If a reaction follows the Arrhenius equation, the plot $$\ln k$$ vs $$\frac{1}{(RT)}$$ gives straight line with a gradient $$(-y)$$ unit. The energy required to activate the reactant is:

We begin with the Arrhenius equation for the temperature-dependence of the rate constant:

$$k=A\,e^{-E_a/(RT)}$$

Taking natural logarithms on both sides, we use the property $$\ln(e^x)=x$$ to obtain

$$\ln k=\ln A-\dfrac{E_a}{RT}.$$

The question says that a graph of $$\ln k$$ (vertical axis) is drawn against $$\dfrac{1}{RT}$$ (horizontal axis).

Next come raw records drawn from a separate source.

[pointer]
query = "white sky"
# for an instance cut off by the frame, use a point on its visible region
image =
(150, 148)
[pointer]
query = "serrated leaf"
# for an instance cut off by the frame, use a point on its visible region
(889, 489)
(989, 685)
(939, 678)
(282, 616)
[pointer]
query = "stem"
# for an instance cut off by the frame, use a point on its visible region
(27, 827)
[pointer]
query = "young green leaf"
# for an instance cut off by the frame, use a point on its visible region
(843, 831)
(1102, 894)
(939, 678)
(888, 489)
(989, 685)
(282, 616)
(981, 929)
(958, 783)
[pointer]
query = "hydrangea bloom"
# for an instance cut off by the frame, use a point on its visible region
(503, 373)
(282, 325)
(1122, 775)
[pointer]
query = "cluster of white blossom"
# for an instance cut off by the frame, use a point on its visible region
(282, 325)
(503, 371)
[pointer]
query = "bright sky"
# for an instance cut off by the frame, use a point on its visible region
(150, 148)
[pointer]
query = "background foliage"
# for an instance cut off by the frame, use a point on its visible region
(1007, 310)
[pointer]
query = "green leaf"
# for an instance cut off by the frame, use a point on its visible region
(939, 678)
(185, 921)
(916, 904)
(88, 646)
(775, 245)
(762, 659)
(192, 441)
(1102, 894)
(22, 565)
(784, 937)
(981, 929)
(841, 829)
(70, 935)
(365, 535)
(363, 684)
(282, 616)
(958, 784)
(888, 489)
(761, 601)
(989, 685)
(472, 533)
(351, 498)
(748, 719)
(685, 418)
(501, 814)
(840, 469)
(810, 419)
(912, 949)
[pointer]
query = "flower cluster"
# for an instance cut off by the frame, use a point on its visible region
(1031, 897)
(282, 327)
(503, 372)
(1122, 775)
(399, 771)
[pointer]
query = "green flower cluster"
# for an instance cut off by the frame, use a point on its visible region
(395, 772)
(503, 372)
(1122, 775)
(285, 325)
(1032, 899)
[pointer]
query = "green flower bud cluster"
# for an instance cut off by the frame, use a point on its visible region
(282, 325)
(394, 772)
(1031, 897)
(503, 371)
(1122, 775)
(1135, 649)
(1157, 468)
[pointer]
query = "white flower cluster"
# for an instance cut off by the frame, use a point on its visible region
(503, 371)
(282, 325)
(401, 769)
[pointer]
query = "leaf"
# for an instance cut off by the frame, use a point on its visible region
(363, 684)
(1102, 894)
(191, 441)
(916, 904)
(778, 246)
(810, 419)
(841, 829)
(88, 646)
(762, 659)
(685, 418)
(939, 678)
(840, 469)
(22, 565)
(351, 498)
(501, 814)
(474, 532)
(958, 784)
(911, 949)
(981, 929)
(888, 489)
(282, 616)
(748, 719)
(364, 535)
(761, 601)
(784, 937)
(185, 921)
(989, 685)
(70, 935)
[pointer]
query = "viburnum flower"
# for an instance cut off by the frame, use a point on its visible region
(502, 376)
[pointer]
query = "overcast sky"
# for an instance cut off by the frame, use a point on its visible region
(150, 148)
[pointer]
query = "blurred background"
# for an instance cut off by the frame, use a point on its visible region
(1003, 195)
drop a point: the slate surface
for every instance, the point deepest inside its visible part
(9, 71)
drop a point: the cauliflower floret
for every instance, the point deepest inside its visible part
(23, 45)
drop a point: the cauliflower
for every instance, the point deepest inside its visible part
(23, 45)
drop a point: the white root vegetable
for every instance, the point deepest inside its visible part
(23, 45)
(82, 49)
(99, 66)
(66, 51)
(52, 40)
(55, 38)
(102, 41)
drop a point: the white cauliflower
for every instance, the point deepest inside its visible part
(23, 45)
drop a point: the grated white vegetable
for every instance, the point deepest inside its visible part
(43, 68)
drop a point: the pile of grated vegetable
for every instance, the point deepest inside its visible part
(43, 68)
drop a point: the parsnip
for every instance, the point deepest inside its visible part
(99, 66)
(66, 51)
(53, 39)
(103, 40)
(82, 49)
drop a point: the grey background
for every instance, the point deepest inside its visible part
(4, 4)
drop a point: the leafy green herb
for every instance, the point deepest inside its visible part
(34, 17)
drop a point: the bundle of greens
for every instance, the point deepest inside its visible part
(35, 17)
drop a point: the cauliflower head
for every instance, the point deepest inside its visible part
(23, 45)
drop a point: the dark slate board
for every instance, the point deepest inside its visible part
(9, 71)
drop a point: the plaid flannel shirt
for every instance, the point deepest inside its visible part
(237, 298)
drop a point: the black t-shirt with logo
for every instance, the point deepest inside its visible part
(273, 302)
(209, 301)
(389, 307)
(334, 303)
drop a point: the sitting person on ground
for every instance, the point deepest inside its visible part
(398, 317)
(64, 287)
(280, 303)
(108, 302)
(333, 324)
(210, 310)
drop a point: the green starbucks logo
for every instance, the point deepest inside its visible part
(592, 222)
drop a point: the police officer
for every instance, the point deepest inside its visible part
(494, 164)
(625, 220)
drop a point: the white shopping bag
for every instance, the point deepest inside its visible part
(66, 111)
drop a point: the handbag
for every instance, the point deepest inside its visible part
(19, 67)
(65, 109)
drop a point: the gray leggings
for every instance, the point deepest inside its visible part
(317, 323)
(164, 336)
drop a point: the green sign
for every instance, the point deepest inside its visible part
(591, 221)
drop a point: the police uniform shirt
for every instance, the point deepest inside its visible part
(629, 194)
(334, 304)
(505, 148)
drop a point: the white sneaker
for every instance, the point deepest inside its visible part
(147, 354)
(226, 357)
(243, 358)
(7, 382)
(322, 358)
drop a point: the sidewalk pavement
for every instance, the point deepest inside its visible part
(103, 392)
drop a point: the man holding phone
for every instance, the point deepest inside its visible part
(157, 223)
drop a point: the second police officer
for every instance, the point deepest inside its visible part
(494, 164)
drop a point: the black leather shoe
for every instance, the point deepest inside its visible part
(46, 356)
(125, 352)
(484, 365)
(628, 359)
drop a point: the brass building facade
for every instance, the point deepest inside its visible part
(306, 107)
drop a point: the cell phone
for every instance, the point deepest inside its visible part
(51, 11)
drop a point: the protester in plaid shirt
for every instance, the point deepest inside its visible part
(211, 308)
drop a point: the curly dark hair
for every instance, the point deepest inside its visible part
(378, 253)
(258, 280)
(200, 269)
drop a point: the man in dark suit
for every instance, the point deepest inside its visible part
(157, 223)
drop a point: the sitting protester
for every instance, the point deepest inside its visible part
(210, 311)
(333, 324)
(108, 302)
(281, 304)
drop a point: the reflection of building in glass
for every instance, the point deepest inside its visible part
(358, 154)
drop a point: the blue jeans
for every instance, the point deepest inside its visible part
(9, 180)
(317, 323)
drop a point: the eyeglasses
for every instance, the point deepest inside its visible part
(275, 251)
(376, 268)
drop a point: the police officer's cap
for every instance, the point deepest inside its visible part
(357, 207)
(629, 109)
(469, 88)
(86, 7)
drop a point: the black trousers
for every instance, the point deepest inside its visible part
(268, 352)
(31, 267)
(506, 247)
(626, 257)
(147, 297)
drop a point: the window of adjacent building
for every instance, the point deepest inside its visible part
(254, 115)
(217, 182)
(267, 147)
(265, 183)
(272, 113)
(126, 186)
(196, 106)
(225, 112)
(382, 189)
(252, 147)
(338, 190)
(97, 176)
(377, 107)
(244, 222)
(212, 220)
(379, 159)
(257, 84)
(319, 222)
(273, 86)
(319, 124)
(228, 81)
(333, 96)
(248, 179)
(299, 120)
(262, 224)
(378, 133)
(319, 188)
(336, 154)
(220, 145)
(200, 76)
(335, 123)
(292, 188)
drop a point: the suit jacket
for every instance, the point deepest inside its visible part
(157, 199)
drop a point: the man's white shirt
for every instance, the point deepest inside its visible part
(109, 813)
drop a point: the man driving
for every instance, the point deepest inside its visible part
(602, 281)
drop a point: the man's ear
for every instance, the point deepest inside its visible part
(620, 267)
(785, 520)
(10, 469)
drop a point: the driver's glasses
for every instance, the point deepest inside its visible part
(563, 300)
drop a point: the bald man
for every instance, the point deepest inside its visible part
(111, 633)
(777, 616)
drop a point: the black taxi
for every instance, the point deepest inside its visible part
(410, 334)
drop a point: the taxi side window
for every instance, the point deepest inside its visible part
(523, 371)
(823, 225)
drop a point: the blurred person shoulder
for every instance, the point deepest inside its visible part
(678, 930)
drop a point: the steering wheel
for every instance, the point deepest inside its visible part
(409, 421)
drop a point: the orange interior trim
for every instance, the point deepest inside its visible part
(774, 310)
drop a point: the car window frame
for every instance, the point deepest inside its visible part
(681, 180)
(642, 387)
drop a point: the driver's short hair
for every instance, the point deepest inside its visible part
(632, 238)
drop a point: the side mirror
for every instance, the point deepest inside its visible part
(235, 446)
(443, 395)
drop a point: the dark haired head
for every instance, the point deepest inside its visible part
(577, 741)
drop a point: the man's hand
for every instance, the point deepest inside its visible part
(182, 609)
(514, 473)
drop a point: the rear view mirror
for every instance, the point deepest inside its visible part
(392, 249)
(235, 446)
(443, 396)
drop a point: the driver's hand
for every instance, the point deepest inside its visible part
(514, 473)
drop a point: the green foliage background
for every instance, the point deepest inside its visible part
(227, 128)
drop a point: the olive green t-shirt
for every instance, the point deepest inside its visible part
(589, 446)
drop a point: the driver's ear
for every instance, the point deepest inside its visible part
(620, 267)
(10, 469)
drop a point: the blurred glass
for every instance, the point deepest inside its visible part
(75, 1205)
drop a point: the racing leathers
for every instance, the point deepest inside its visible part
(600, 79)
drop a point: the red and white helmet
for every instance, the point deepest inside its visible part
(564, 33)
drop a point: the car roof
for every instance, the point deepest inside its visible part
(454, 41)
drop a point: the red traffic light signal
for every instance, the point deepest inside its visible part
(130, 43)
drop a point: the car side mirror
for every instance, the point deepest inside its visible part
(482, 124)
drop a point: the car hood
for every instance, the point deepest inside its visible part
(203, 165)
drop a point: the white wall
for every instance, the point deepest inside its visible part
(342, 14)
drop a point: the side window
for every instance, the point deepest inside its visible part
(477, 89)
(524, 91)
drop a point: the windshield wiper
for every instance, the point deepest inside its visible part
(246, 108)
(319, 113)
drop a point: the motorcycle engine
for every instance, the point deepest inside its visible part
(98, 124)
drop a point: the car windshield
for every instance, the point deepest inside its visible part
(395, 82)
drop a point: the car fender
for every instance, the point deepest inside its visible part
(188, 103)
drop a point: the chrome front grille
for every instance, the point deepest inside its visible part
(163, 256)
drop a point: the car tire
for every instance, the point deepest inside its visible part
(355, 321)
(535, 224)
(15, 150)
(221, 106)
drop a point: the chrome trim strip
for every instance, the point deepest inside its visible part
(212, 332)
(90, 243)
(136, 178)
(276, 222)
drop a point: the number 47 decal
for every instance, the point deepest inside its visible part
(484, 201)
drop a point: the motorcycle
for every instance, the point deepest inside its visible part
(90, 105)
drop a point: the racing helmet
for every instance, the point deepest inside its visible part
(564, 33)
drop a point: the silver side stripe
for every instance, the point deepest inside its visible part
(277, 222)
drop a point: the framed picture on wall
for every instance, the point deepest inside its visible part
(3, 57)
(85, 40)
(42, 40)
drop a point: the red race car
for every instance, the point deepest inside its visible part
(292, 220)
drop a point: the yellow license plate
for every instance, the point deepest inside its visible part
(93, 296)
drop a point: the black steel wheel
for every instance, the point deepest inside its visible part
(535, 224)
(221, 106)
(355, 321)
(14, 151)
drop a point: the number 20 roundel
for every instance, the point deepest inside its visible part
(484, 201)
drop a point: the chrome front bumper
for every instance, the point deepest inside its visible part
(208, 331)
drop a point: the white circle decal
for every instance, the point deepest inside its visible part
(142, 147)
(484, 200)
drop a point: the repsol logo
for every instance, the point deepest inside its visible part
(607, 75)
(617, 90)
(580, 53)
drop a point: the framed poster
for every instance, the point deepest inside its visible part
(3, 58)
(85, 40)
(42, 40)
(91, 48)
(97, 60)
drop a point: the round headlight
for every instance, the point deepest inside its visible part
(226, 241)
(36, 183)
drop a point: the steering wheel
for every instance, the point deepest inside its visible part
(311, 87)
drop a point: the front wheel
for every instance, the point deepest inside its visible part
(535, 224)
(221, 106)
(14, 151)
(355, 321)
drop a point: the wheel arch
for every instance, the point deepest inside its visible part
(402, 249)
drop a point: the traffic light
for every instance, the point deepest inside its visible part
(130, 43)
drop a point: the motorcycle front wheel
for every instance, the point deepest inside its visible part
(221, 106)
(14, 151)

So, let us write the above equation explicitly in the straight-line form $$y=mx+c$$ with

$$y=\ln k,\qquad x=\dfrac{1}{RT}.$$

Substituting the chosen $$x$$ into the Arrhenius expression, we have

$$\ln k=\ln A-E_a\left(\dfrac{1}{RT}\right).$$

Comparing this with $$y=mx+c$$ we identify

$$m=-E_a,$$

because the coefficient of $$x$$ (which is $$1/(RT)$$) is $$-E_a$$, while the intercept $$c$$ is $$\ln A$$.

According to the statement of the problem, the experimentally obtained straight line has a gradient (slope) equal to $$-y$$ unit. Thus,

$$m=-y.$$

But we have already shown that $$m=-E_a$$, so equating the two expressions for the slope gives

$$-E_a=-y\quad\Longrightarrow\quad E_a=y.$$

Therefore, the energy required to activate the reactant, $$E_a,$$ is simply $$y$$ in magnitude and carries the same unit mentioned for the gradient.

Hence, the correct answer is Option B.